Chapter 7

Jules

I watch Violet sprint toward the door, stopping long enough to fist bump Rider as her brother yells after her that he’s going to use his sirens.

“I’m not losing, Violent! Mom will fucking freak out if I tell her its too spicy!” The door slams behind them and half the clubhouse has moved to the windows to watch Violet peel out, then Moss.

“Sibling relationships are weird,” Chewy says, ignoring Blanche staring at her.

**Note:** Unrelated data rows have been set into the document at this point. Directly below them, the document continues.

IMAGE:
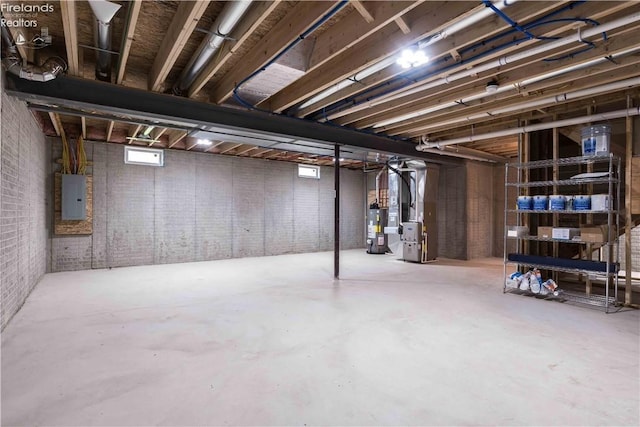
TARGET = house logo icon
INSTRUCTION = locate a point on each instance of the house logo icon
(20, 40)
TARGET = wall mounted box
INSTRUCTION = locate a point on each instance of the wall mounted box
(74, 197)
(565, 233)
(594, 233)
(545, 232)
(518, 231)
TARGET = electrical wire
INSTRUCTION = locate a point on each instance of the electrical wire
(290, 46)
(66, 168)
(82, 157)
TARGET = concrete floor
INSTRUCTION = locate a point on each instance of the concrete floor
(275, 341)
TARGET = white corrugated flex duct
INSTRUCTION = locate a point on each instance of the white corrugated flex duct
(635, 111)
(461, 25)
(507, 59)
(225, 23)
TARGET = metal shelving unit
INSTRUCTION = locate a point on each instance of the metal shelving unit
(611, 180)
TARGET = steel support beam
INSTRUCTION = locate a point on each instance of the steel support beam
(113, 101)
(336, 214)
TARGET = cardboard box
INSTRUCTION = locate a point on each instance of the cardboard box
(594, 233)
(564, 233)
(517, 231)
(545, 232)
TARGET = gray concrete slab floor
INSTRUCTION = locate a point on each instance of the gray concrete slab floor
(276, 341)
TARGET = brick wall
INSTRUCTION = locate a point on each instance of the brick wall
(452, 212)
(24, 219)
(203, 207)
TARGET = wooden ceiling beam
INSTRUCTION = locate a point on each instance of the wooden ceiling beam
(258, 13)
(598, 10)
(480, 31)
(128, 37)
(214, 146)
(404, 27)
(70, 25)
(443, 118)
(296, 22)
(133, 132)
(350, 30)
(231, 148)
(178, 33)
(109, 130)
(175, 137)
(509, 74)
(57, 123)
(379, 44)
(362, 10)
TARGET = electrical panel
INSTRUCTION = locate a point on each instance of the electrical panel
(74, 197)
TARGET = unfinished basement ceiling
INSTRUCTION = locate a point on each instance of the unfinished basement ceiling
(335, 63)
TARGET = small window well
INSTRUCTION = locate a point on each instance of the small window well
(307, 171)
(143, 156)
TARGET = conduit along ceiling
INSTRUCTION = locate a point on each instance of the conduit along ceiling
(386, 76)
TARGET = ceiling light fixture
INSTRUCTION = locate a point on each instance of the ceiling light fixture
(492, 86)
(412, 58)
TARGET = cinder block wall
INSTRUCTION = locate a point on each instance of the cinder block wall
(452, 212)
(24, 221)
(203, 207)
(480, 210)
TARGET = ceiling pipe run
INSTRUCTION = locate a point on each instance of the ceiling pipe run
(505, 88)
(219, 32)
(508, 59)
(49, 70)
(635, 111)
(13, 62)
(564, 97)
(104, 12)
(441, 35)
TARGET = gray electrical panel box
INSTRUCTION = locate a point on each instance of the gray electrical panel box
(74, 197)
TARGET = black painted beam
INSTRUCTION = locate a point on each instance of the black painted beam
(70, 92)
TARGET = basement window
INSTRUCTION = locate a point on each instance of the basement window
(307, 171)
(143, 156)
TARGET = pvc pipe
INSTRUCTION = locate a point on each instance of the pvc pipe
(505, 88)
(507, 59)
(223, 25)
(465, 23)
(568, 96)
(635, 111)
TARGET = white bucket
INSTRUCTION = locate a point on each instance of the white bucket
(600, 202)
(557, 203)
(525, 202)
(582, 203)
(596, 140)
(540, 203)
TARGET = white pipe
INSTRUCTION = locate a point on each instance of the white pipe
(635, 111)
(223, 25)
(378, 185)
(568, 96)
(507, 59)
(465, 23)
(505, 88)
(47, 72)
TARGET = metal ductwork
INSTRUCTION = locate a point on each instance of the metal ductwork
(13, 62)
(223, 25)
(49, 70)
(104, 12)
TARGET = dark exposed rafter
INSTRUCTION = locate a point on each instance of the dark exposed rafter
(104, 98)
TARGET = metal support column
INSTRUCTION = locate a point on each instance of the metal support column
(627, 203)
(336, 214)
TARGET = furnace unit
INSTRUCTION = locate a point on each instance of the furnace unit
(376, 222)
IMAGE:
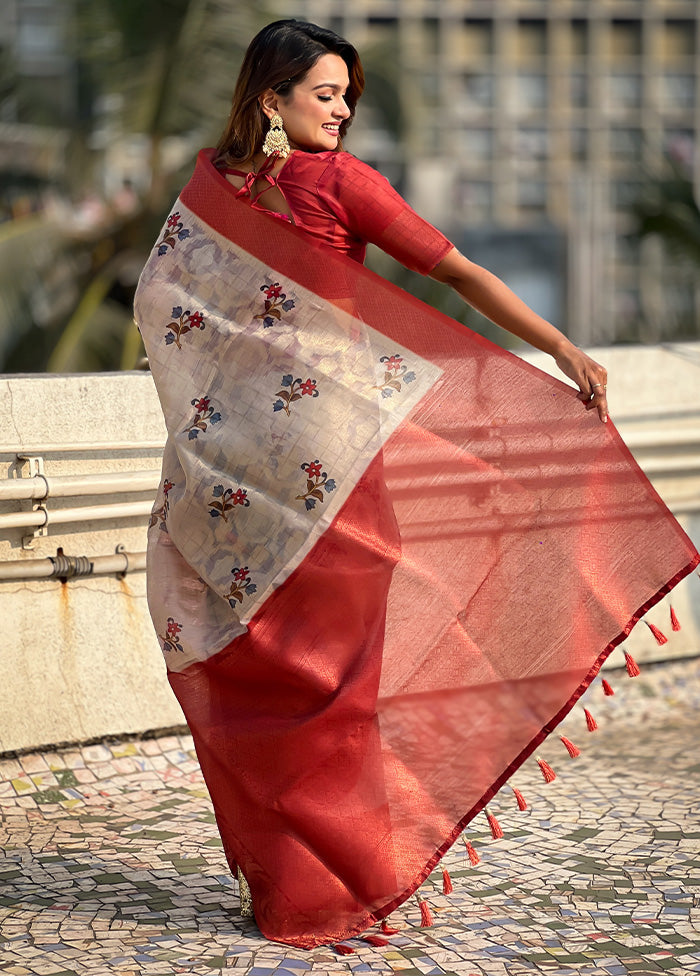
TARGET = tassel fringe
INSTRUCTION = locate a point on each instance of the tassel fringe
(426, 919)
(658, 636)
(471, 853)
(573, 750)
(496, 831)
(591, 723)
(387, 929)
(519, 798)
(632, 666)
(547, 771)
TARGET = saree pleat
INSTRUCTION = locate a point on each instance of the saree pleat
(375, 600)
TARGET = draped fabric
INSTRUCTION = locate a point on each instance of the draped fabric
(385, 560)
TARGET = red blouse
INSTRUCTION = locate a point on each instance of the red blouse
(344, 203)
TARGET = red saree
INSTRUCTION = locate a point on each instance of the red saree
(386, 559)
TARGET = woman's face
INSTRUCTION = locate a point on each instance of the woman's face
(315, 107)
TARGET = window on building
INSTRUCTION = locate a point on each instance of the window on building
(580, 140)
(529, 92)
(625, 38)
(532, 194)
(532, 143)
(624, 90)
(476, 38)
(475, 200)
(679, 144)
(625, 193)
(678, 40)
(477, 91)
(578, 89)
(677, 91)
(531, 39)
(626, 143)
(477, 144)
(578, 38)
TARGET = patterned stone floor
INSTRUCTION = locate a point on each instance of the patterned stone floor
(112, 865)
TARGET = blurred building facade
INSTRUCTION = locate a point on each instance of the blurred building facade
(545, 117)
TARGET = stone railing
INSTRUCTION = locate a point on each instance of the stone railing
(79, 466)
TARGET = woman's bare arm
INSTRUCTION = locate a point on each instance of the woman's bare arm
(494, 299)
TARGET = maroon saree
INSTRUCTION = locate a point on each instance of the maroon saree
(386, 559)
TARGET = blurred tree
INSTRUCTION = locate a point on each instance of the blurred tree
(668, 208)
(163, 71)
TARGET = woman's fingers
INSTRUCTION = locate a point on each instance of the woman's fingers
(596, 397)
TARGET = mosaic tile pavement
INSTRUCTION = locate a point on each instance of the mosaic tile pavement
(112, 865)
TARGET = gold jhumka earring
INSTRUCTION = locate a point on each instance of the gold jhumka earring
(276, 142)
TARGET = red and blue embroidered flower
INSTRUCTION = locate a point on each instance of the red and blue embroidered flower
(186, 321)
(241, 586)
(296, 389)
(226, 499)
(205, 414)
(317, 481)
(174, 231)
(276, 302)
(161, 514)
(395, 370)
(171, 642)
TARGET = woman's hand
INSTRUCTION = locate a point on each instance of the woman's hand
(492, 297)
(590, 377)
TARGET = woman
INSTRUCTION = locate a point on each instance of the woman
(357, 553)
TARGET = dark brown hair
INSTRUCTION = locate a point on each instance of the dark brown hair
(279, 58)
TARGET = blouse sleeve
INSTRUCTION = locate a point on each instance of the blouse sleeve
(365, 202)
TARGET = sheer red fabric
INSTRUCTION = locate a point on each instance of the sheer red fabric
(497, 546)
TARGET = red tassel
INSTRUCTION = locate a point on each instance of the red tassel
(660, 638)
(343, 950)
(496, 831)
(632, 666)
(426, 919)
(570, 747)
(522, 805)
(473, 856)
(547, 771)
(387, 929)
(591, 723)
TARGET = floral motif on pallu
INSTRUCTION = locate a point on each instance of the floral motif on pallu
(317, 481)
(395, 371)
(159, 515)
(204, 415)
(293, 390)
(239, 483)
(226, 499)
(183, 322)
(171, 641)
(174, 231)
(241, 586)
(276, 302)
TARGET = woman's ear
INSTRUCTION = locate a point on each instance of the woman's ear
(268, 102)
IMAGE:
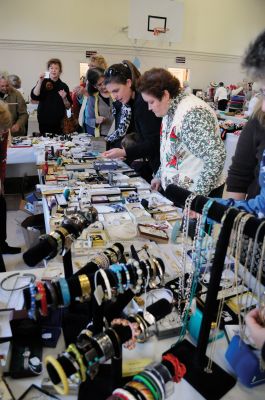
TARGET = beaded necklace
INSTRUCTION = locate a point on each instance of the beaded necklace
(197, 262)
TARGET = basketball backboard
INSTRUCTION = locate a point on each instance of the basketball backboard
(149, 17)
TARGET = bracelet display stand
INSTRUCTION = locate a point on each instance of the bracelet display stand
(2, 264)
(212, 385)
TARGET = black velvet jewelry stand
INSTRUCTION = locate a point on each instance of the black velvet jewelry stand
(212, 385)
(2, 264)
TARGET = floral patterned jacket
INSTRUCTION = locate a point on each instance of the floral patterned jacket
(192, 154)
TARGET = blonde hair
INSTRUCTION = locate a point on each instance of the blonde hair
(5, 117)
(258, 113)
(99, 61)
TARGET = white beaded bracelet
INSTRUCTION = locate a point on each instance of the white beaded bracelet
(106, 281)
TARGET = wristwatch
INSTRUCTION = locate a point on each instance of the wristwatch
(149, 318)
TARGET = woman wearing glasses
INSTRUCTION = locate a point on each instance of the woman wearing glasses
(98, 116)
(192, 153)
(120, 80)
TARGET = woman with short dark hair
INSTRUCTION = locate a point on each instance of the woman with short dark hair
(192, 154)
(121, 82)
(54, 98)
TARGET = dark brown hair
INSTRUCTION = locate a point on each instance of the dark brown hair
(258, 113)
(55, 61)
(156, 81)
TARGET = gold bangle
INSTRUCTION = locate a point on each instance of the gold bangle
(73, 349)
(64, 390)
(140, 387)
(85, 286)
(63, 231)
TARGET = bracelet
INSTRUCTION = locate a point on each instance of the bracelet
(179, 368)
(106, 281)
(128, 278)
(52, 292)
(41, 295)
(64, 389)
(32, 276)
(117, 268)
(116, 342)
(123, 394)
(112, 255)
(85, 286)
(139, 273)
(159, 385)
(73, 349)
(143, 379)
(59, 241)
(141, 389)
(106, 346)
(117, 251)
(72, 360)
(101, 260)
(65, 291)
(32, 310)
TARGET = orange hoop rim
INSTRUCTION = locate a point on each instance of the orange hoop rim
(159, 30)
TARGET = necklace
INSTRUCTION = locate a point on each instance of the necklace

I try to hide my smile. My siblings and I are like any other group of siblings. Except our hobbies tend to run a little less vanilla, I guess. Thinking about my siblings is a great way to get my cock to go down after watching Violet jiggle her way out the door. She throws me into a tailspin. My body is attracted to her body, because fuck me, she’s built like a wet dream. Any man alive would look at her and feel themselves stiffen. Then my mind takes over and reminds me that she has a boyfriend, and a mouth and attitude that I’d rather not take on. Besides, I’m not a one woman man. That just invites trouble into your life. The thought of trusting one person, not only to have your back but with your heart? What if they die? What if they betray you? No thanks. I’ll stick to groups of women with no expectations other than a good fuck.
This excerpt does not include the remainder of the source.